|
| nonethewiser wrote:
| Huh. I am working on a little utility to deduplicate csvs using
| sqlite. Seems like this would likely be better.
|
| I used sqlite in the projects name. This makes me think of an
| article I read recently that suggested not using descriptive
| names for projects. For reasons such as this.
| ALittleLight wrote:
| You may want to look at pandas too (unless the issue is your
| CSVs are too large to fit in memory).
| ivvve wrote:
| This is probably dumb intervention but forgive me because it
| made me giddy to find: the pandas drop_duplicates() method is
| pretty great, if you're in a pinch. Again -- forgive me if you
| know about it!
| amelius wrote:
| This is going to fall flat when you try to use multithreading.
| The GIL will rear its head.
| giraffe_lady wrote:
| This is a wrapper around dbm, the unix library? Though having a
| portable interface to that tool is nothing small, and most
| languages don't have one in their standard library. Though I
| think all languages with a stdlib as big as python's probably do.
| It's not inherently a python thing though, unless I'm badly
| misunderstanding.
| collyw wrote:
| I look at it the other way, this is the least effort disk
| persistence that I have seen in python. A fair amount of dev
| stuff is reading from disk and putting it into some kind of
| object / dictionary format. I am not really bothered about what
| it uses under the hood (ok it is interesting enough that I have
| looked up DMB). To me the he main appeal of this that you can
| use what appears to be a normal python dictionary and have it
| save to disk with minimal effort. This is a lot less friction
| that using a database.
| giraffe_lady wrote:
| Oh yeah for sure. I don't mean to convey any disdain for dbm
| itself or for having it rolled into the standard library.

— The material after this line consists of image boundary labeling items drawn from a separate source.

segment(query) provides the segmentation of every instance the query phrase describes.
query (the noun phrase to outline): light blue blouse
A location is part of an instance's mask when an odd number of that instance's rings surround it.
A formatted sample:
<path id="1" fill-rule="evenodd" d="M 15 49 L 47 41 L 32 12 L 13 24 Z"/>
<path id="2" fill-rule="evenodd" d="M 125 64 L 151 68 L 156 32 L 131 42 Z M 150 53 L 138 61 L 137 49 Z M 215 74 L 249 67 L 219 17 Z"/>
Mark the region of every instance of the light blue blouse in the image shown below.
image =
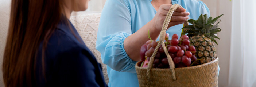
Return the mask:
<path id="1" fill-rule="evenodd" d="M 107 0 L 105 4 L 98 30 L 96 49 L 101 53 L 103 63 L 107 65 L 109 87 L 139 87 L 135 69 L 137 62 L 127 55 L 124 41 L 154 17 L 156 11 L 151 1 Z M 196 20 L 201 14 L 210 15 L 208 7 L 201 1 L 172 0 L 172 2 L 181 5 L 190 12 L 190 18 Z M 182 26 L 183 24 L 180 24 L 171 27 L 166 32 L 170 36 L 180 35 Z"/>

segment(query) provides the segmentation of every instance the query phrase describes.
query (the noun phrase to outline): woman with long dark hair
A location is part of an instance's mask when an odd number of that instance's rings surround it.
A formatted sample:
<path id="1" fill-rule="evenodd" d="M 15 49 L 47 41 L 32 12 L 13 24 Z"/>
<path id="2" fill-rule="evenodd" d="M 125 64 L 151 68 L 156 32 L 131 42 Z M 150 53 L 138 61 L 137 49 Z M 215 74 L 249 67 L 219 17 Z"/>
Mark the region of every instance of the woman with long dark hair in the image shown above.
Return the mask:
<path id="1" fill-rule="evenodd" d="M 69 20 L 89 0 L 12 0 L 6 87 L 105 87 L 101 65 Z"/>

| Reading and writing custom files for "convenience
| persistence" or configuration is one of those really common
| things that you don't usually need to actually do if you know
| about tools like this.
|
| I was just pointing out that the title and even the article
| seem to associate this system with python per se, rather than
| understanding it as python's interface to a common and pre-
| existing system.
| Someone wrote:
| FTA: Why is sqlite3 so slow?
|
| My money is that's mostly because it actually stores the data. I
| don't think _dbm_ guarantees any of the data written makes it to
| disk until you _sync_ or _close_ the database.
|
| This writes, guesstimating, on the order of 100 kilobytes, so
| chances are the _dbm_ data never hits the disk.
| akubera wrote:
| There's also the shelve[0] module which allows storing any
| pickleable object in a persistent key-value store, not just
| string/bytes. I've found it's very handy for caching while
| developing scripts which query remote resources, and not have to
| worry about serialization.
|
| [0] https://docs.python.org/3.10/library/shelve.html
|
| Obligatory pickle note: one should be aware of pickle security
| implications and should not open a "Shelf" provided by untrusted
| sources, or rather should treat opening a shelf (or any pickle
| deserialization operation for that matter) as running an
| arbitrary Python script (which cannot be read).
| cristoperb wrote:
| I once wrote a locking wrapper around the shelve module so I
| could use it as a thread- and multiprocess-safe key-value cache
| (including a wrapper around the requests modules `get()` to
| transparently cache/validate http resources according to
| headers):
|
| https://github.com/cristoper/shelfcache
|
| It works despite some cross-platform issues (flock and macos's
| version of gdbm interacting to create a deadlock), but if I
| were to do again I would just use sqlite (which Python's
| standard library has an interface for).
| TillE wrote:
| > but if I were to do again I would just use sqlite
|
| Yeah, I tried to use shelve for some very simple stuff
| because it seemed like a great fit, but ultimately found that
| I had a much better time with tortoise-orm on top of sqlite.
|
| If you need _any_ kind of real feature, just use sqlite.
| PartiallyTyped wrote:
| I like to use `joblib.Memory` for my caching as it catches
| changes in functions which prompt rerunning over loading from
| the cache and then overwrite the old result.
| mrweasel wrote:
| Can you safely "pickle" Python objects across different
| architectures and Python version (assuming we forget about
| Python 2)?
| NegativeLatency wrote:
| There's a version on the pickle format, so you might be able
| to do it across versions but I suspect the version has
| changed for security reasons over time?
| Spivak wrote:
| Pickle could _in theory_ could be architecture dependent
| since __getstate__, and __setstate__ are user provided
| options. But you would have to try to do that on purpose.
|
| And you don't even have to forget about Python 2! If you use
| format version 2 you can pickle objects from every version
| from Python 2.3+ and all pickle format are promised to be
| backwards compatible. If you only care about Python 3 then
| you can use version 3 and it will work for all Python 3.0+.
|
| https://docs.python.org/3/library/pickle.html#data-stream-
| fo...
|
| The reason against using pickle hasn't changed though, if you
| wouldn't exec() it, don't unpickle it. If you're going to
| send it over the network use MAC use MAC use MAC. Seriously,
| it's built in -- the hmac module.
| mmcgaha wrote:
| We had a program that was sending a pickled session state
| as a cookie. We solved that by packing the cookie as a
| random string, a timestamp, the object, and a MAC. We
| validated the MAC, then checked the timestamp, and finally
| unpickle the object. It still bothers me that we are
| unpickling data passed by the client but I ran arguments
| against doing it.
| clysm wrote:
| Another problem with pickles with any sort of living code base
| is when one makes modification to the type itself - renaming,
| refactoring, whatever. Picking objects (and nested objects)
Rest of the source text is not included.